The Impossible trailer: A tragedy of the white and privileged
Don’t worry, this isn’t the start of “cultural sensitivity watch” on The Consumption. But just take a look at the trailer for The Impossible (which is playing in front of The Master) and tell me it doesn’t make you at least a little uncomfortable. Of all the stories that can be told about the tsunami that hit the Thai coast in 2004, this is what they settle on?
Because it follows the usual trailer strategy of leaving no plot element unspoiled, here’s what we know: Ewan McGregor and Naomi Watts are an attractive, nearly pigment-free couple with three adorable children, enjoying their time at a moderately upscale resort in Thailand. They’re separated by a flood, but none of them are particularly injured, and they spend a few days/weeks trying to find each other. The experience likely brings them closer together, and they interact with some locals and take part in cultural experiences that make them better people. I’m not heartless — I admit that getting separated from your family by an onslaught of water would be an unpleasant experience. But compared to the effect on the locals, it’s basically just a particularly shitty vacation.

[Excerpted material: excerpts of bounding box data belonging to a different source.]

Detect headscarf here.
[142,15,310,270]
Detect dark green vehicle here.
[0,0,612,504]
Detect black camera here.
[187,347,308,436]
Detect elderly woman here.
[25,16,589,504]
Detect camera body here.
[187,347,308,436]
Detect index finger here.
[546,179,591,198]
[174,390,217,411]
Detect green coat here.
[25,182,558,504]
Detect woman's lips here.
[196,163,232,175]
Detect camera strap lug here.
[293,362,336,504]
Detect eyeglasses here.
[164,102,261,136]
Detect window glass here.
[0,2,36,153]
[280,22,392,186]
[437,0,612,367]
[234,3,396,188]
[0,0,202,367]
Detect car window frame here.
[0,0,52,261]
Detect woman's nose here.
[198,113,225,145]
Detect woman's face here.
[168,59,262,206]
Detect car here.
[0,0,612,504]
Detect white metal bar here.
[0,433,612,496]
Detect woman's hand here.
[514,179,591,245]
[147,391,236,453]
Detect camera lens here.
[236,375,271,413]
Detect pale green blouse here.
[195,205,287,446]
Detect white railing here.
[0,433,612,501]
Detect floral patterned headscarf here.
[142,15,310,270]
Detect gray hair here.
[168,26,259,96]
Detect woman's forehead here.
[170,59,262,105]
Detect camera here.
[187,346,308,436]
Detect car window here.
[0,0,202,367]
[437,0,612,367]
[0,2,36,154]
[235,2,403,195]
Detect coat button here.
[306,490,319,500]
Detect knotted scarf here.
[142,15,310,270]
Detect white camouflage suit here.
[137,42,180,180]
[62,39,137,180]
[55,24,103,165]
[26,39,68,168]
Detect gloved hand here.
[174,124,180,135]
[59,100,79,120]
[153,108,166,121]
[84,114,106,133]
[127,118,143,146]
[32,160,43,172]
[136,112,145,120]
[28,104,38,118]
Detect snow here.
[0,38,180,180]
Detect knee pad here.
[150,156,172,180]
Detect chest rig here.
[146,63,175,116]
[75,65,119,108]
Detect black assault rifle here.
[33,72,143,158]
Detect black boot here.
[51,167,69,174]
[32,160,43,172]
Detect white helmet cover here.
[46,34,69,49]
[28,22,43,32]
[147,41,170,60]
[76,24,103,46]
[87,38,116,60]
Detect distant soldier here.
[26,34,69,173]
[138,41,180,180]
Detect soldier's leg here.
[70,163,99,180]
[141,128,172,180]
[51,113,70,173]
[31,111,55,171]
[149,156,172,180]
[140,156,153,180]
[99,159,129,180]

I’ve been trying to think of reasons to focus on this story that don’t just boil down to “we only make movies about white people.” The obvious would be that McGregor and Watts are meant as entry characters — if your central characters are outsiders, it gives a reason to explain things to the audience that would be obvious to natives. But the core of the tragedy here is homes destroyed, families torn apart and lives lost. Not exactly impenetrable subject matter, and certainly more sympathetic than a family on holidays. I wouldn’t expect the film to get into the way that entire communities were displaced, and won’t come back because the emergency measures led to appropriation of that land for the sake of development. That’s not a very Hollywood story to delve into. But the rest of it?
One small blessing: At least the protagonists aren’t American. I guess that counts as some sort of progress. But between the U2 song, the explicit reference to the triumph of the human spirit and that ridiculous shot of Naomi Watts bursting from the water in slow-motion, I can’t remember having a more viscerally negative reaction to a trailer in a very long time.